Dangerous Words

If you start listening to the words people are using, you may discover that a lot of what we say contains dangerous words. What are those words? Consider words such as:

Absolute, never, ever. But. You! Why? Try. Must, have to, should. Can.

What causes these words to be dangerous? I will give you examples and explanations to make you understand why they work against us. The words “ABSOLUTE, NEVER, and EVER” cut off further discussions and can come across very harsh. They are not opening up for solutions, and they stop creative thinking.

Imagine your boss has just praised you for a job well done. The next word you hear is “BUT”. What does it do to you? It simply deletes all the good things you have just been told. What can we do instead? Replace the word “but” (and words with the same meaning like “however”) with “and”. It works wonders! We often need to tell people that what they are doing is not working or is not the best way to do it. In a course I attended about presentation skills, we all had evaluation straight after the presentation. I still remember one teacher saying: “What you did first was excellent etc., AND may I invite you to make it even better by …..” – It made a lot of difference that “BUT” was replaced with AND.
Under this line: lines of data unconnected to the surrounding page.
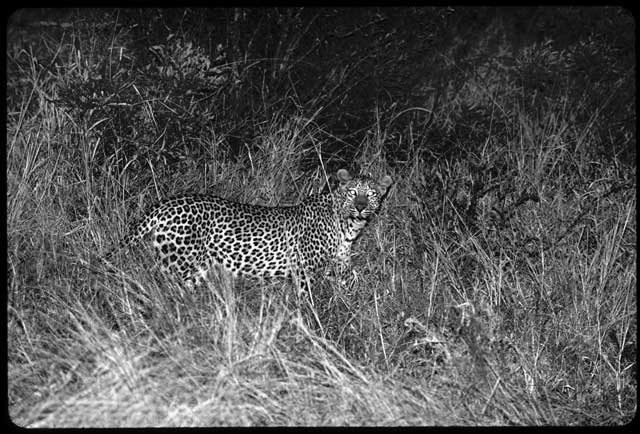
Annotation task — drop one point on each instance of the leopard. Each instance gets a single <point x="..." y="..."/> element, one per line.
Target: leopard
<point x="194" y="234"/>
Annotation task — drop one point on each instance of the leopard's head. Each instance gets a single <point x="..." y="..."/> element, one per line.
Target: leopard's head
<point x="360" y="197"/>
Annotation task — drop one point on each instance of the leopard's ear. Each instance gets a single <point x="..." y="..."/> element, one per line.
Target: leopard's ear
<point x="383" y="184"/>
<point x="343" y="176"/>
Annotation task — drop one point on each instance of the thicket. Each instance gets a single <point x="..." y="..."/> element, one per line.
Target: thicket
<point x="497" y="285"/>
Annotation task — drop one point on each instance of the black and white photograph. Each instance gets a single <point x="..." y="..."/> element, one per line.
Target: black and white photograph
<point x="321" y="217"/>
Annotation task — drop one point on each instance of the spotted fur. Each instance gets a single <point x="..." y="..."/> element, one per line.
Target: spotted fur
<point x="193" y="234"/>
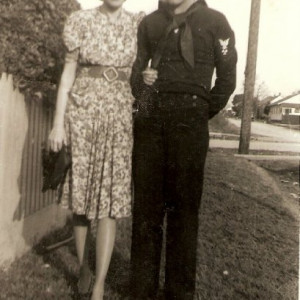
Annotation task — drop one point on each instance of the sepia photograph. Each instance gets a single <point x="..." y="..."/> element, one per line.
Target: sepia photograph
<point x="149" y="150"/>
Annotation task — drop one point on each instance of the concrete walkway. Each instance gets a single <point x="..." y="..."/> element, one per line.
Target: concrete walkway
<point x="256" y="145"/>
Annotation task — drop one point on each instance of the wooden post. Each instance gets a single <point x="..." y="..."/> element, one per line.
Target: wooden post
<point x="250" y="74"/>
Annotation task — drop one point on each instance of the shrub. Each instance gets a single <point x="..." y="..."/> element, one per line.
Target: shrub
<point x="32" y="48"/>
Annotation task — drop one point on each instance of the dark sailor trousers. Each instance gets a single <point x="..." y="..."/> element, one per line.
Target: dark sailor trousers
<point x="170" y="147"/>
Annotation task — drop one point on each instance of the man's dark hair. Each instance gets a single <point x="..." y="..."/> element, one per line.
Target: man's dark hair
<point x="161" y="4"/>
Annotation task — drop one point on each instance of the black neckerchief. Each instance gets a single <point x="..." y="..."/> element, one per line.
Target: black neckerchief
<point x="186" y="37"/>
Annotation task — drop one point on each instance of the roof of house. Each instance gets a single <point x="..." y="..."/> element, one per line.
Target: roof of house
<point x="292" y="99"/>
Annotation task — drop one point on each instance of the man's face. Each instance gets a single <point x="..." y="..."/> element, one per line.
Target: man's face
<point x="114" y="3"/>
<point x="174" y="2"/>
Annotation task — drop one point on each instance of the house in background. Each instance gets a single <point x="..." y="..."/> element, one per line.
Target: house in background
<point x="285" y="110"/>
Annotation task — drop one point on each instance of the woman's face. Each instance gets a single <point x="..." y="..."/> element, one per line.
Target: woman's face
<point x="114" y="4"/>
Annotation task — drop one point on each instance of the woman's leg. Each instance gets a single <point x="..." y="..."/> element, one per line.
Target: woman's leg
<point x="81" y="227"/>
<point x="105" y="240"/>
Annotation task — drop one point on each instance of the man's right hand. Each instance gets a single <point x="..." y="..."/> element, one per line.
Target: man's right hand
<point x="150" y="76"/>
<point x="57" y="138"/>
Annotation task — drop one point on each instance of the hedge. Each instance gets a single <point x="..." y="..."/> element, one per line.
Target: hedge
<point x="32" y="48"/>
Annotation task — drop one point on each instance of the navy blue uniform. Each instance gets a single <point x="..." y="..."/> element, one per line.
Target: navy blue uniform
<point x="171" y="139"/>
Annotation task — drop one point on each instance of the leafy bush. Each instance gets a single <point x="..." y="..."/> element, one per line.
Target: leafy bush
<point x="32" y="48"/>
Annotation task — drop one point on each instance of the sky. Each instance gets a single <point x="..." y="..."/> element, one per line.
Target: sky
<point x="278" y="62"/>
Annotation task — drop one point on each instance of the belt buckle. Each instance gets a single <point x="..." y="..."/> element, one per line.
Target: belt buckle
<point x="111" y="74"/>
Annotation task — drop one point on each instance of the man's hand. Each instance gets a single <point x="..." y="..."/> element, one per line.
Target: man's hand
<point x="150" y="76"/>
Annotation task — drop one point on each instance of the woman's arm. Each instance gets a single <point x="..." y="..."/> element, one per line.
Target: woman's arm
<point x="57" y="136"/>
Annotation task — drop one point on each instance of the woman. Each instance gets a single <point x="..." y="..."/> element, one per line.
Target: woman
<point x="94" y="118"/>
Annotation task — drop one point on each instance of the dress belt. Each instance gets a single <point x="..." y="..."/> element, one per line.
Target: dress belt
<point x="110" y="73"/>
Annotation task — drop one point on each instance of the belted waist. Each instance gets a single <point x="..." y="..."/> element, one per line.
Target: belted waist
<point x="110" y="73"/>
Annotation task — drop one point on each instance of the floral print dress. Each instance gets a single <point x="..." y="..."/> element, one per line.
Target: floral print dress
<point x="98" y="118"/>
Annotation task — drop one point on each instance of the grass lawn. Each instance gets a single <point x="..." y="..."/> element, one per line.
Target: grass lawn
<point x="248" y="241"/>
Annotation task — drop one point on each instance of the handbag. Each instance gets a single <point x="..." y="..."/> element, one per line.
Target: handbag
<point x="55" y="167"/>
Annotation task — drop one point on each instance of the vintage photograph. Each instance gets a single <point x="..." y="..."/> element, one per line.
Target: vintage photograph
<point x="149" y="150"/>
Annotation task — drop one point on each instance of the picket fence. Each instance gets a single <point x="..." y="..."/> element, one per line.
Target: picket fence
<point x="24" y="128"/>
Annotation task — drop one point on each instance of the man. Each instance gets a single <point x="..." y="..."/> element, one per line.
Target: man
<point x="185" y="41"/>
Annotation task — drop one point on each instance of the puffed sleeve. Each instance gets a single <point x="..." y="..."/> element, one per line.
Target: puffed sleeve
<point x="138" y="17"/>
<point x="72" y="35"/>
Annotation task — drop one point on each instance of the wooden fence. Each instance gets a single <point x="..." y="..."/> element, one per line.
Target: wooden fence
<point x="29" y="122"/>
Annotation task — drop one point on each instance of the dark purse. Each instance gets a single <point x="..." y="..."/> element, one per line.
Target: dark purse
<point x="55" y="167"/>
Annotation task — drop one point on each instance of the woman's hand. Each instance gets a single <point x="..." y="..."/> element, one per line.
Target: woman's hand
<point x="150" y="76"/>
<point x="57" y="138"/>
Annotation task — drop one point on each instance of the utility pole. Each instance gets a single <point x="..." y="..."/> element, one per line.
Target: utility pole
<point x="250" y="74"/>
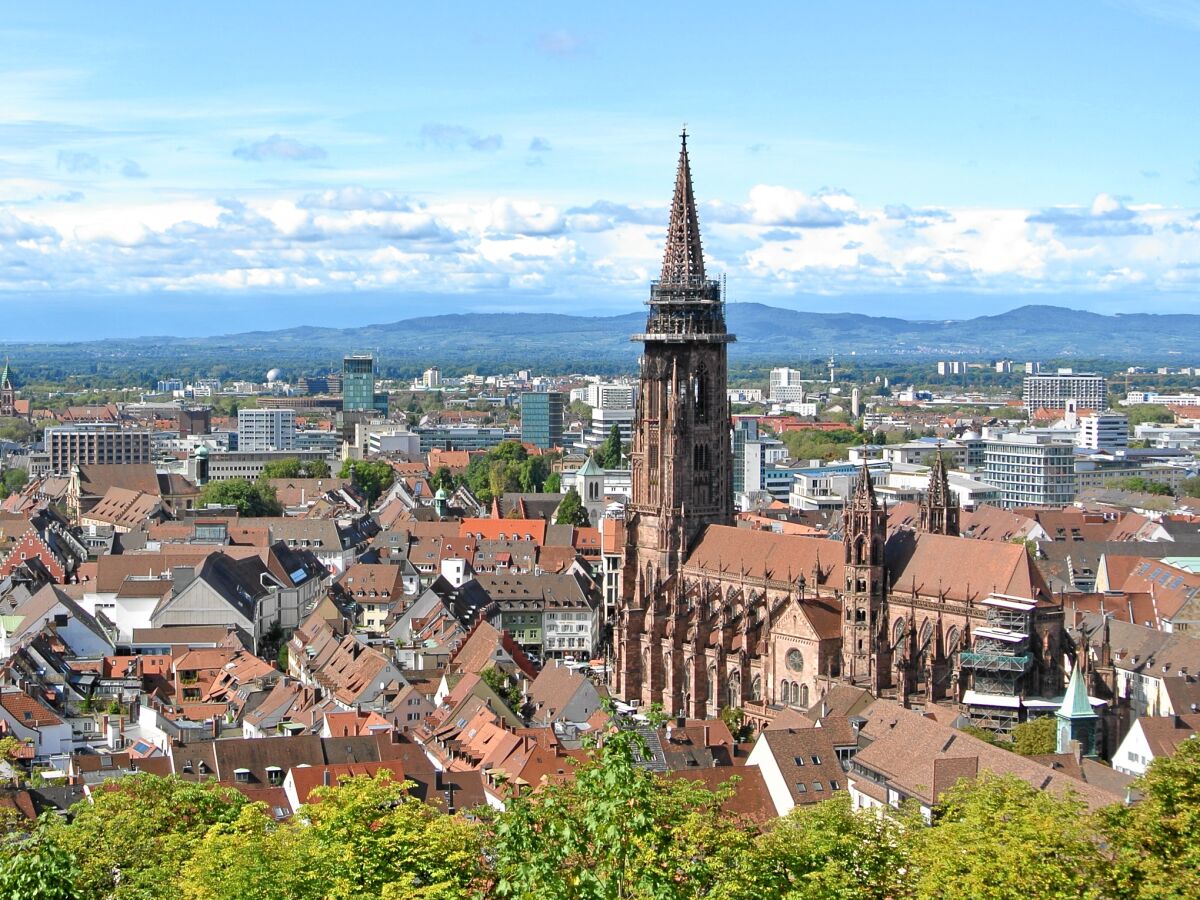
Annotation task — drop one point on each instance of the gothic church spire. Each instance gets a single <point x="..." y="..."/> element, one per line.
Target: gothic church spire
<point x="683" y="263"/>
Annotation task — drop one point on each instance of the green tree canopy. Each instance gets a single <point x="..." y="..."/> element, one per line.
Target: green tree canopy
<point x="145" y="829"/>
<point x="508" y="467"/>
<point x="616" y="831"/>
<point x="252" y="498"/>
<point x="13" y="480"/>
<point x="373" y="478"/>
<point x="1037" y="736"/>
<point x="607" y="455"/>
<point x="1155" y="844"/>
<point x="293" y="467"/>
<point x="997" y="838"/>
<point x="571" y="510"/>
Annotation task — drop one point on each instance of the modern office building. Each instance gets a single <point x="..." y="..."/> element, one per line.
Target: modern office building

YOU! If you add a pointing finger at a person while saying “YOU!”, it can be felt by the receiving person as a threat. Instead make use of questions like “What happened? What made you react like that?”

WHY? When we use this short word, the receiver may get angry and come up with all sorts of excuses. Instead ask: “Please explain to me …..”

TRY. If you asked me: “Try to lift the pencil on the desk”, I can try and it is still lying there. I really tried, but I did not do it. If you had asked me: “Lift the pencil!” then there is no doubt what action I am asked to perform, and I will do it. When we use the word TRY, it makes us feel that we are going to do something, we are trying, but if it does not succeed (whatever we are TRYING), it gives us an excuse if we fail. Avoid the word TRY, instead DO IT!

MUST, HAVE TO, SHOULD are words that often give the feeling of having to do something that I really don’t want to do. For example, I don’t want to carry out the garbage bin. Instead of giving yourself negative feelings about a task, say to yourself: “I choose to…”. This way, you feel you have the freedom, because you could also NOT do it. We always have a choice, and what we choose will bring about a result.

CAN you help me with this? The answer might be: “Yes, I can”, and nothing happens. If we ask: “Would you help me with this?” we ask for a commitment, and it may produce a far better response.

Listen to the words you are using. Change your dangerous words to safe words that will give you great results and make life easier for you and the person you are talking to.

I am wondering how much you will enjoy your new “choices”!